Sir John looked to be close on forty years old, but he was still the most feared tournament fighter in Europe. He was a squat, thick-chested man, bowlegged from years spent on horseback. He had the brightest blue eyes Hook had ever seen, while his flat, broken-nosed face showed the scars of battles, whether fought against rebels, Frenchmen, tavern brawlers, or tournament opponents. Now, in anticipation of war with France, he was raising a company of archers and another of men-at-arms, though in Sir John’s eyes, there was no great difference between the two. “We are a company!” he shouted at the archers, “archers and men-at-arms together! We fight for each other! No one hurts one of us and goes unhurt!” He turned and poked a metal finger into Hook’s chest. “You’ll do, Hook. Give him his coat, Goddington.”
Peter Goddington brought Hook a surcoat of white linen that showed Sir John’s badge: a red rampant lion with a golden star on its shoulder and a golden crown on its snarling head.
“Welcome to the company,” Sir John said, “and to your new duties.

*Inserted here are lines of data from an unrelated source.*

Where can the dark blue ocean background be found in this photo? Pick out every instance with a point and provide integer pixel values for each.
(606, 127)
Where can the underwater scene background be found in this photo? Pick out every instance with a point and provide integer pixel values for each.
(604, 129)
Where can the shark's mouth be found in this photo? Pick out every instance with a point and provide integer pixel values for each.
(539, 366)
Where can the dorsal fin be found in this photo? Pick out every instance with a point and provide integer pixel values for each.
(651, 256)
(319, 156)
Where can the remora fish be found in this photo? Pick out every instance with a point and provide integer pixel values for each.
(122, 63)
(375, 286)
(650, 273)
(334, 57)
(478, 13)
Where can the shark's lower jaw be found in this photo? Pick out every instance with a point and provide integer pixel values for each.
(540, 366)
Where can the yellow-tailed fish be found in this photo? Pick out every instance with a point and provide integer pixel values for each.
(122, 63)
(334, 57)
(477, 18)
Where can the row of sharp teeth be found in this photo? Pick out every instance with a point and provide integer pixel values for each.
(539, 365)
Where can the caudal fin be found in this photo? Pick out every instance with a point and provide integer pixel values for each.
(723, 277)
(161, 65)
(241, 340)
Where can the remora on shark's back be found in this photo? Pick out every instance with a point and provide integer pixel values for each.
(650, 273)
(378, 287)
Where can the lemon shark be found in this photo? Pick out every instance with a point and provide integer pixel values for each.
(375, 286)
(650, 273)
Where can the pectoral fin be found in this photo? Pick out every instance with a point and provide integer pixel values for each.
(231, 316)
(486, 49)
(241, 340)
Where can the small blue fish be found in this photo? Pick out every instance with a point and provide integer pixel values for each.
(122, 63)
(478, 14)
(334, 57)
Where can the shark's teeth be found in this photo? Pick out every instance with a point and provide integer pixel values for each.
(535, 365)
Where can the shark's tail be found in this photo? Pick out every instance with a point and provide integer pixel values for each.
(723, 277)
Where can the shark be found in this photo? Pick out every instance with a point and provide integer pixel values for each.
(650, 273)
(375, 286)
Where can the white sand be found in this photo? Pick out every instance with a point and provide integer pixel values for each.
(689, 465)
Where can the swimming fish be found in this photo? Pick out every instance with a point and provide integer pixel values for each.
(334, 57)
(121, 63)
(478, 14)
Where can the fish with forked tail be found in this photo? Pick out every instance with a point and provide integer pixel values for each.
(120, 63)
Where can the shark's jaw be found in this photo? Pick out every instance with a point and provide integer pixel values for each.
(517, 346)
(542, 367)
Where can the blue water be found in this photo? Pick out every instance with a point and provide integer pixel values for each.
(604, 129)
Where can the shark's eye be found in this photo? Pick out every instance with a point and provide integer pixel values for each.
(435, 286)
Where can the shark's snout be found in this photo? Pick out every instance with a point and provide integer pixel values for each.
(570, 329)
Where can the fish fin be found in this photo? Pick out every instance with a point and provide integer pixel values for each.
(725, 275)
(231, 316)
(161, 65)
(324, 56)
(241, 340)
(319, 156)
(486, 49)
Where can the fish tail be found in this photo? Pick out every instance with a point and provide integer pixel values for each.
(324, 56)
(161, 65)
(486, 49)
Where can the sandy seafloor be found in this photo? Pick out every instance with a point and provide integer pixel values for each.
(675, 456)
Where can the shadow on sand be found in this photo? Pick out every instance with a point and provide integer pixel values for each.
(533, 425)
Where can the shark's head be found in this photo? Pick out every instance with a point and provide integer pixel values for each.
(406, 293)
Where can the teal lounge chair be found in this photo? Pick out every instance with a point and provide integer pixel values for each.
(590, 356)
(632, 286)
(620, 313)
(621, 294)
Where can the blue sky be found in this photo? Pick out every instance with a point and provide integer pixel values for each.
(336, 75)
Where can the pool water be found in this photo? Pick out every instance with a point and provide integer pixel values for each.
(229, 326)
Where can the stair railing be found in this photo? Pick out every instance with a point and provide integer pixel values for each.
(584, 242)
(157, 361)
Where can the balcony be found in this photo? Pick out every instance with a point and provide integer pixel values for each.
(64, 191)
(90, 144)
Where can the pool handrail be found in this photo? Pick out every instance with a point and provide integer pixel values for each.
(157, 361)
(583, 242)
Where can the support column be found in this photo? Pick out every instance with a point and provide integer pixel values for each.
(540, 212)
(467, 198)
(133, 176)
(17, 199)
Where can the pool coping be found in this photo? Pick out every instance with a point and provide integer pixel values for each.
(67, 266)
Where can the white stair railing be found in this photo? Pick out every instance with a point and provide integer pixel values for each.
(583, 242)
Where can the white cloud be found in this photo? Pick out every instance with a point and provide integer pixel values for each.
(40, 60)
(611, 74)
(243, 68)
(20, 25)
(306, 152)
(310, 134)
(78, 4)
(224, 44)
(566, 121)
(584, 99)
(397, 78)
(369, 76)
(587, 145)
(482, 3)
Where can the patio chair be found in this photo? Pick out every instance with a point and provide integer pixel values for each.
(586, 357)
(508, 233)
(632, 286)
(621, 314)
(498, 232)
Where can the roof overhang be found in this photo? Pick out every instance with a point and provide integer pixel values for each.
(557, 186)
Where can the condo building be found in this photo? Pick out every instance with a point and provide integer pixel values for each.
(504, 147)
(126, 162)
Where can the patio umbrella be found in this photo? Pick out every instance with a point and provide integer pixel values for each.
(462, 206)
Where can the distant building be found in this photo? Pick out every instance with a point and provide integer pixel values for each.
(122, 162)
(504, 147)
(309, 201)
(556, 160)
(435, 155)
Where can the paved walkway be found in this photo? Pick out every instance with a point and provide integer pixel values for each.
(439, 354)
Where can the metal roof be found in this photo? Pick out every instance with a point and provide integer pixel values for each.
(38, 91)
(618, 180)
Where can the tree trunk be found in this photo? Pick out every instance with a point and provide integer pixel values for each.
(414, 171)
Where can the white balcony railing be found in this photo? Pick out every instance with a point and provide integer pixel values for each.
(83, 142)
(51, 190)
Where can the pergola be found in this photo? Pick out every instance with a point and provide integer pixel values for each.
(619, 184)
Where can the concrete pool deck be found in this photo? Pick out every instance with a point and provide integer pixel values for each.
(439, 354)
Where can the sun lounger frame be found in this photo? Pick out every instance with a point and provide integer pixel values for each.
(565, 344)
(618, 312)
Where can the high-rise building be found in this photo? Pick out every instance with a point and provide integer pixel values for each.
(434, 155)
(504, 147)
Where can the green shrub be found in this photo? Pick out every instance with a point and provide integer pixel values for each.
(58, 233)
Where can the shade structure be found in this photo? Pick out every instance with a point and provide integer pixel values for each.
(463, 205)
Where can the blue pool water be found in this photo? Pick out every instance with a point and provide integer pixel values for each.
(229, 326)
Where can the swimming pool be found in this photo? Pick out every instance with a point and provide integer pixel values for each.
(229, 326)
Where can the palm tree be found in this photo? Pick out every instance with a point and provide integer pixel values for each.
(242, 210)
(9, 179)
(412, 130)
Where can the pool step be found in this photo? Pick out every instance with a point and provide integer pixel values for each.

What are your new duties, Hook?”
“To serve you, Sir John.”
“No! I’ve got servants who do that! Your job, Hook, is to rid the world of anyone I don’t like! What is it?”
“To rid the world of anyone you don’t like, Sir John.”
And that was liable to be a large part of the world. Sir John Cornewaille loved his king, he worshipped his older wife who was the king’s aunt, he adored the women on whom he fathered bastards, and he was devoted to his men, but the rest of the world were nearly all goddam scum who deserved to die. He tolerated his fellow Englishmen, but the Welsh were cabbage-farting dwarves, the Scots were scabby arse-suckers, and the French were shriveled turds. “You know what you do with shriveled turds, Hook?”
“You kill them, Sir John.”
“You get up close and kill them,” Sir John said. “You let them smell your breath as they die. You let them see you grinning as you disembowel them. You hurt them, Hook, and then you kill them. Isn’t that right, father?”
“You speak with the tongue of angels, Sir John,” Father Christopher said blandly. He was Sir John’s confessor and, like the company of archers gathered in the field, wore a mail coat, tall boots, and a close-fitting helmet. There was nothing about him to suggest he was a priest, but if there had been any such evidence then he would not have been in Sir John’s employment. Sir John wanted soldiers.
“You’re not archers,” Sir John growled at the bowmen in the winter field. “You shoot arrows till the putrid bastards are on top of you, and then you kill them like men-at-arms! You’re no good to me if you can only shoot! I want you so close you can smell their dying farts! Ever killed a man so close you could have kissed him, Hook?”